What do commutators have to do with causality?
In (all?) QFT textbooks, it is stated that if two events $x$ and $y$ are space-like separated, then causality requires that
$$
[A(x),B(y)] = 0
$$
for any local operators $A$ and $B$. It was not obvious to me what this requirement had to do with causality, and I ignored the issue for years. This is to briefly record the cleanest answer I know of.

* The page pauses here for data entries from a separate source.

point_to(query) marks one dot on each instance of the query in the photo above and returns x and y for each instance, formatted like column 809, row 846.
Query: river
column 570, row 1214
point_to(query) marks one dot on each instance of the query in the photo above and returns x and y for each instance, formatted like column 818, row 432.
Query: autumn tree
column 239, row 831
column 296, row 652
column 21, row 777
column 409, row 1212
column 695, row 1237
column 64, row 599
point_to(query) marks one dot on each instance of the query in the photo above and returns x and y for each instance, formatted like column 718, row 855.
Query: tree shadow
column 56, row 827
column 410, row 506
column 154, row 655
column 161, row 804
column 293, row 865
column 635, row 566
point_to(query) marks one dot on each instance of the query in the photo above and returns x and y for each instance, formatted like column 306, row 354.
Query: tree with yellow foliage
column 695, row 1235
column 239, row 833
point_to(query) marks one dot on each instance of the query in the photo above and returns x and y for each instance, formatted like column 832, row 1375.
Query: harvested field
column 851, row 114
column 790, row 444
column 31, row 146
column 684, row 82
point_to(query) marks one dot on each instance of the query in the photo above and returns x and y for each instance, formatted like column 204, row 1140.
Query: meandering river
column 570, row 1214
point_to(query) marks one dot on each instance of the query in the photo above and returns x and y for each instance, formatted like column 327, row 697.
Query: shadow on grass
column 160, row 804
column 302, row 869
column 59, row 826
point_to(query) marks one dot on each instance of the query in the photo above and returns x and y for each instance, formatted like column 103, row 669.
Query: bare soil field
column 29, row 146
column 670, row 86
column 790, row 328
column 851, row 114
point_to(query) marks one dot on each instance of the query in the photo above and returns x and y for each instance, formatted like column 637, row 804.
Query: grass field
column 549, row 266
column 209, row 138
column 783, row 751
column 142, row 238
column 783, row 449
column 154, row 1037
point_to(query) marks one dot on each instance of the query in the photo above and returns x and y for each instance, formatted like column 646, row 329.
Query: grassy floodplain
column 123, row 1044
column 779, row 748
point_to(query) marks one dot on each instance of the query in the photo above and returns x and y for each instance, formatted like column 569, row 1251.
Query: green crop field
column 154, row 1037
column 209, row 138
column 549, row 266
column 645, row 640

Commutators come up naturally when considering linear response. Suppose at $t=0$ a system is described by the state $|\psi\rangle$. We could measure some operator $A$, or we could wait some time $T>0$ and measure then:
$$
\langle A(T) \rangle_0 =
\langle \psi | e^{i H T} A e^{-i H T}| \psi \rangle
\text.
$$
Suppose at time $t=0$, we hit the system with a small hammer, evolving for a brief time under the Hamiltonian $B$. (Note that $B$, being a Hermitian operator, is both an observable and a legal Hamiltonian – the concepts are one and the same.) For arbitrarily large perturbations, of course, the expectation value of $A(T)$ is
$$
\langle A(T) \rangle_\epsilon =
\langle \psi | e^{i B \epsilon} e^{i H T} A e^{-i H T} e^{-i B \epsilon}| \psi \rangle
\text.
$$
The expression simplifies somewhat if we consider only linear response; that is, we drop all terms nonlinear in $\epsilon$. In particular, the first derivative of the above expression is
$$
\frac{\mathrm d}{\mathrm d\epsilon} \langle A(T) \rangle_\epsilon =
-i\langle \psi |
[A(T), B(0)]
| \psi \rangle
\text.
$$
If $A(x)$ and $B(y)$ commute, then, than a small whack of operator $B(y)$ has no effect on the expectation value of $A(x)$ (no matter the initial state). If this holds for _all_ operators at $x$ and $y$, then this (repeated to all orders in $\epsilon$) suffices to show that no message can be sent from $y$ to $x$. That’s causality!